Extend to larger sizes. ``huge'' for anything that fits into memory on a
32-bit machine. Maybe support disk too.

Extend to intermediate sizes. Include a generic interface that handles
arbitrary multiples of 48 bits.

Include uint32 and int30 compatibility interfaces.

Try reducing fuzz to 5 or 6 bits in zmult_48_32. This would allow
zmult_poly_16_plus() to merge two inputs in radix 2^17.

Schedule for the original Pentium and for the UltraSPARC. Both of these
chips are easy to schedule by hand.

Improve the Pentium Pro scheduling, for example in zmult_48_4_plus().
This is not easy to do by hand. A simulator would be helpful.

Take advantage of 0's in FFT inputs. After zmult_48_32_spread(), for
example, half of the array elements are known to be 0.

Speed up spread, unspread, twist.

Think about incorporating djbfft for 1536-bit products.
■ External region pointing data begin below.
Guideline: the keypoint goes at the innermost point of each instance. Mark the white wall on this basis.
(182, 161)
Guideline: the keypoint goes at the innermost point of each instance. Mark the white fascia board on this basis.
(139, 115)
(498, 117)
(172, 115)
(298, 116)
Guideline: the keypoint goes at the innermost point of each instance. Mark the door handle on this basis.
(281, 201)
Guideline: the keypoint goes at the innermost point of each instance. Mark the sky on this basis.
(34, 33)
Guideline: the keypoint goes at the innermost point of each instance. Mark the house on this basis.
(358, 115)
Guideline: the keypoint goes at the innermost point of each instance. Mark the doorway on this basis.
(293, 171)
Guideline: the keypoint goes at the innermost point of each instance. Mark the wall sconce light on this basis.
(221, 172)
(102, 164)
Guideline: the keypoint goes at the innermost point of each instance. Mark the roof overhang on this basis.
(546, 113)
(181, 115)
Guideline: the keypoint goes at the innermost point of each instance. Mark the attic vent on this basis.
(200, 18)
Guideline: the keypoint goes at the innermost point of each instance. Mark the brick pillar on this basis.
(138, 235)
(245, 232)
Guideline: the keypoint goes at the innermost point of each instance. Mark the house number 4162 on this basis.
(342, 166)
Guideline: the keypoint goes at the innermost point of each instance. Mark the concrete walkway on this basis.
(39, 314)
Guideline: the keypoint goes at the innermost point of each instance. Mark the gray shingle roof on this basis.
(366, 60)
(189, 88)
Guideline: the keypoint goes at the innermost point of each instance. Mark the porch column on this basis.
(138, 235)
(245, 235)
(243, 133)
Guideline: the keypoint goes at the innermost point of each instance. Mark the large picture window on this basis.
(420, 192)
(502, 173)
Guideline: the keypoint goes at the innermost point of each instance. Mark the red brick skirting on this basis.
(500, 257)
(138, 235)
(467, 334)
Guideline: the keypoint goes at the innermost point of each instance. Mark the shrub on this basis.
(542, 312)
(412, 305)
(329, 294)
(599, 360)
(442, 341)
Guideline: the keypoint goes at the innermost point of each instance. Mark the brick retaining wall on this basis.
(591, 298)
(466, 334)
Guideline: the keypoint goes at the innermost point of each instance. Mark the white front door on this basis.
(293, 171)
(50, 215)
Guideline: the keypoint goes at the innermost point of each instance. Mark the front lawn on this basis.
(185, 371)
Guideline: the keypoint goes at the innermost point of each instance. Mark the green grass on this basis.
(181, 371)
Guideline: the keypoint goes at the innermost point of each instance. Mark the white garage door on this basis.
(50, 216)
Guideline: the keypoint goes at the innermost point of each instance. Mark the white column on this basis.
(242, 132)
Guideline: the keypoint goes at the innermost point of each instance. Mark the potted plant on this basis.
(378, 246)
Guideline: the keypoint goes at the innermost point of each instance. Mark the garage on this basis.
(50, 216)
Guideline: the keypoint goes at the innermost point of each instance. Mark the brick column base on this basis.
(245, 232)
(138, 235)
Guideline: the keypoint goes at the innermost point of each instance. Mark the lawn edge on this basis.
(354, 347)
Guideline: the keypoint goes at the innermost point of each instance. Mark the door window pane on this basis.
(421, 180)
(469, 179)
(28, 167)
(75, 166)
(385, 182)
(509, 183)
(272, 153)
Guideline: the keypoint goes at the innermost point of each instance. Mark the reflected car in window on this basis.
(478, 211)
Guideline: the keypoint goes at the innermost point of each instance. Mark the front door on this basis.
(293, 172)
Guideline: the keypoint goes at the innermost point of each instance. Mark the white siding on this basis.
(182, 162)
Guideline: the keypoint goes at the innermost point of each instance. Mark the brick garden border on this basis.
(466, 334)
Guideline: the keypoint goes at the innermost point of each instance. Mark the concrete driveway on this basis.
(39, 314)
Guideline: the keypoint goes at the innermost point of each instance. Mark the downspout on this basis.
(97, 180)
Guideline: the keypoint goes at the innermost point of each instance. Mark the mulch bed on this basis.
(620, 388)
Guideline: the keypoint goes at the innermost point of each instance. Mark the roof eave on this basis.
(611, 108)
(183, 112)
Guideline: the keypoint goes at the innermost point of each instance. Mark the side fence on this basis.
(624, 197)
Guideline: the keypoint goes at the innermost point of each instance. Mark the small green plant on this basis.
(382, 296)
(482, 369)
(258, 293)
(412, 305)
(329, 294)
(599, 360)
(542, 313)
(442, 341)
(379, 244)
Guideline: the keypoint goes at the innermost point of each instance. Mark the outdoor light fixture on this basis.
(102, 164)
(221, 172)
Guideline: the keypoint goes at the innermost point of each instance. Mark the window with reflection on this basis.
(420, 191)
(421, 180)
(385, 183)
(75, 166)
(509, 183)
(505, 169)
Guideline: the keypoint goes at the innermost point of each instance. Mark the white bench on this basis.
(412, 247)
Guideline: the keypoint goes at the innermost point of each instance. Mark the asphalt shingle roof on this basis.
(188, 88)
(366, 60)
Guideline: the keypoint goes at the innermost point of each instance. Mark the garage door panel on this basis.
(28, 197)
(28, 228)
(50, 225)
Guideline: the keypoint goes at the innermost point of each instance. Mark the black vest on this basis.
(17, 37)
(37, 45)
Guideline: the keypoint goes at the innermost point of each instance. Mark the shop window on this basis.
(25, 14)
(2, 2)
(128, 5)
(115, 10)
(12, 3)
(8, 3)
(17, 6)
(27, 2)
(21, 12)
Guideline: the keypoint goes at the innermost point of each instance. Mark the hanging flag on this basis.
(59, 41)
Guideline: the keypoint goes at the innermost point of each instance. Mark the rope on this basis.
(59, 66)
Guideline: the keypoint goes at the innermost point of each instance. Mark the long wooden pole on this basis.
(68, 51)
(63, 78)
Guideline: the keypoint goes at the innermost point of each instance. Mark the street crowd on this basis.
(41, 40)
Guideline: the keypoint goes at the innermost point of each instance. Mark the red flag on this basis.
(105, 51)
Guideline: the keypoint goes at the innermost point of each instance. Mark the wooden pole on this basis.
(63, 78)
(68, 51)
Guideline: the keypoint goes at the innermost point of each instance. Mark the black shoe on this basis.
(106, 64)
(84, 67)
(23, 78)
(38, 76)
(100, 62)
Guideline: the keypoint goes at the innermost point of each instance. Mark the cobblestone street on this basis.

FFTs over C are
competitive with FFTs over Z/(2^192+1), especially on the UltraSPARC,
but I need a tighter analysis of roundoff error.

Switch to asm for x86 with a reasonable calling convention.

Merge small poly routines of various sizes into a single top routine and
a single bottom routine. This really needs asm.

Clean up declarations in zmult.h.